Closed negativ closed 9 years ago
@negativ thanks for letting me know about this and for the working code!
I suspect if there's a leak, it will be in inert. I'll run some stress tests. Is your client doing many connect/send/disconnects or staying connected?
With procket, it's possible to leak fd's. You might want to check:
lsof -p <pidofbeam>
In your example, inert needs to be started before being used. Otherwise, inert will return {error,closed}, the process will crash and the fd will leak.
inert can also be used to block on the listening socket before the accept.

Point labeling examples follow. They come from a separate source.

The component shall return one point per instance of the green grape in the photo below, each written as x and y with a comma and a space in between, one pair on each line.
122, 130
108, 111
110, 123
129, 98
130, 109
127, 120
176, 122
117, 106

Here are some quick changes, I'm echoing back the data for testing:
--- hawk_uds.erl.orig 2015-07-22 15:53:29.216640062 -0400
+++ hawk_uds.erl 2015-07-22 15:53:59.206640055 -0400
@@ -12,4 +12,5 @@
init() ->
+ inert:start(),
file:delete(?UDS_PATH),
{ok, Fd} = procket:socket(unix, stream, 0),
@@ -22,10 +23,17 @@
accept(Fd) ->
+ case inert:poll(Fd) of
+ {ok,read} -> ok;
+ Error ->
+ procket:close(Fd),
+ erlang:exit({accept, Error})
+ end,
case procket:accept(Fd) of
{error, eagain} ->
- timer:sleep(50); %% is there some scheduler-friendly accept/1 ?
+ ok;
{ok, ClientFd} ->
spawn_opt(?MODULE, handle, [ClientFd], [{fullsweep_after, 0}])
end,
+ error_logger:info_report({accept, 3}),
accept(Fd).
@@ -35,8 +43,9 @@
{ok, Binary} = read_packet(Sock, PackLen),
- {Func, Args} = _Req = binary_to_term(Binary),
+% {Func, Args} = _Req = binary_to_term(Binary),
- Ret = erlang:apply(hawk, Func, Args),
- BinRet = term_to_binary(Ret),
+% Ret = erlang:apply(hawk, Func, Args),
+% BinRet = term_to_binary(Ret),
+ BinRet = Binary,
BinSize = byte_size(BinRet),
@@ -52,5 +61,10 @@
read_packet_len(Fd) ->
- {ok, <<Len:32/big-unsigned-integer>>} = read_packet(Fd, 4, <<>>), {ok, Len}.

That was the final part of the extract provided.